Skip to main content

**Unified ingestion, caching, and audit layer Money Ex Machina**

Project description

mxm-dataio

Version License Python Checked with pyright

Unified ingestion, caching, and audit layer for Money Ex Machina.

Overview

mxm-dataio is Money Ex Machina’s lightweight ingestion and audit backbone.
It records every external interaction (Session → Request → Response),
persists exact payload bytes, and stores structured metadata in SQLite.

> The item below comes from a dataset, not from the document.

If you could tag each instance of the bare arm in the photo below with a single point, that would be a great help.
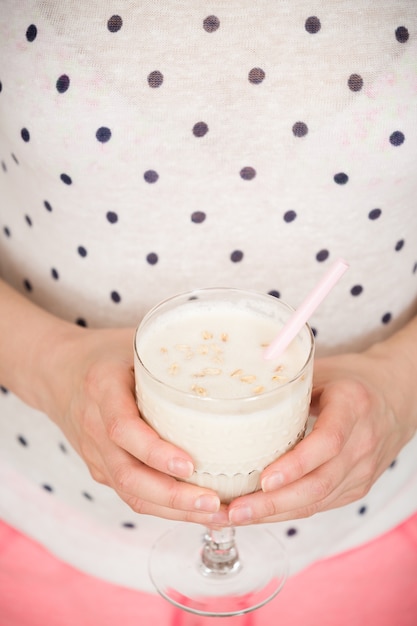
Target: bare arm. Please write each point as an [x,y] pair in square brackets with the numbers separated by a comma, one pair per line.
[367,411]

It is designed for deterministic reproducibility, offline caching,
and transparent provenance across all MXM data sources.

Architecture at a glance

mxm-dataio/
├── DataIoSession      → runtime context (one logical run)
├── Request / Response → atomic data transactions
├── adapters/          → pluggable fetch/send implementations
└── store/             → SQLite-backed metadata and byte storage

Each interaction is represented as:

Session ─┬─> Request ──> Response
          └─> Request ──> Response

Raw bytes and parsed metadata are stored under:

<root>/responses/<session>/<hash>.json
<root>/blobs/<session>/<hash>.bin

Core model

Concept Role
Session Groups a set of related requests; ensures atomic persistence.
Request Deterministic identity of an operation (method + URL + params + headers).
Response Archived payload, metadata, and audit fields.
Adapter Tiny class implementing fetch() or send() returning an AdapterResult.
Registry Runtime mapping from adapter name → adapter instance.

Runtime API

DataIoSession

The main entry point for ingestion or submission tasks.

from mxm_dataio import DataIoSession
from mxm_dataio.adapters import HttpFetcher
from mxm_config import load_config
from mxm_dataio.config import dataio_view

cfg = load_config(package="mxm-dataio", env="dev", profile="default")
dio_cfg = dataio_view(cfg)

session = DataIoSession(cfg=dio_cfg)

fetcher = HttpFetcher()
result = session.fetch("https://httpbin.org/get", fetcher)
print(result.status_code, len(result.payload))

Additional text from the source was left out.